Największym atutem Cardinals jest ich obrona przeciwko biegowi, ale to akurat nie jest dla nich dobra wieść. Detroit wreszcie dysponują zdrowym Calvinem Johnsonem, który w duecie z Goldenem Tatem stanowi naprawdę zabójczą parę reciverów. Ich pojedynki z Patrickiem Petersonem i Antonio Cromartie powinny być ozdobą tego spotkania.

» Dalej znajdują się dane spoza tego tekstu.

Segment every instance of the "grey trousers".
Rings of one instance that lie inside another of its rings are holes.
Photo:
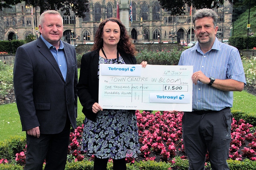
[[[204,169],[206,154],[212,170],[229,170],[228,158],[232,116],[230,109],[204,112],[184,112],[183,138],[189,170]]]

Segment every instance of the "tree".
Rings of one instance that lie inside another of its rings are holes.
[[[70,16],[71,9],[79,17],[84,17],[84,12],[88,11],[88,0],[25,0],[26,3],[34,6],[39,6],[40,12],[46,10],[58,10],[65,11],[64,15]]]

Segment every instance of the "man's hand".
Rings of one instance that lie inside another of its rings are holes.
[[[37,138],[39,138],[40,136],[40,130],[39,127],[36,127],[33,128],[28,129],[26,130],[27,133],[29,135],[34,136],[36,136]]]

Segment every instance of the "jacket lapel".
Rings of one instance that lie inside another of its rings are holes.
[[[52,55],[52,54],[50,49],[48,48],[44,42],[40,37],[39,37],[37,39],[37,46],[39,47],[39,52],[49,61],[55,70],[56,70],[56,71],[57,71],[58,73],[61,77],[63,81],[64,81],[60,68],[59,68],[59,66],[58,65],[57,61],[56,61],[56,60]],[[67,61],[67,62],[68,61]]]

Z drugiej strony Cardinals już do końca sezonu będą musieli obejść się bez kontuzjowanego rozgrywającego, Carsona Palmera. Co prawda Drew Stanton nie raz już udowadniał w tym roku, że radzi sobie z zarządzaniem grą Arizony, ale co jeśli Lions wyjdą na szybkie prowadzenie i trzeba będzie gonić? Mimo wszystko wierzę w Cardinals i trenera Bruca Ariansa, który nie raz już udowadniał, że potrafi odpowiednio ustawić swój zespół.

 

Pozostałe mecze:

Atlanta Falcons (3-6) @ Carolina Panthers (3-6-1) (niedziela, 19:00)

Paradoksalnie obie drużyny wciąż mają jeszcze szansę na playoffy, a to dzięki fatalnej postawie całej NFC South. Przegrany stanie w bardzo trudnej sytuacji, dlatego w praktyce jest to mecz ostatniej szansy dla obu ekip, które przed sezonem zakładały znacznie wyższe cele.

Najważniejszym czynnikiem wpływającym na wynik będzie zdrowie Cama Newtona. Przy słabej grze biegowej Panthers mogą mieć problemy ze skleceniem czegokolwiek w ofensywie, jeśli ich rozgrywający będzie odczuwał tak silny ból jak w zeszłym tygodniu.

 

Minnesota Vikings (4-5) @ Chicago Bears (3-6) (niedziela, 19:00)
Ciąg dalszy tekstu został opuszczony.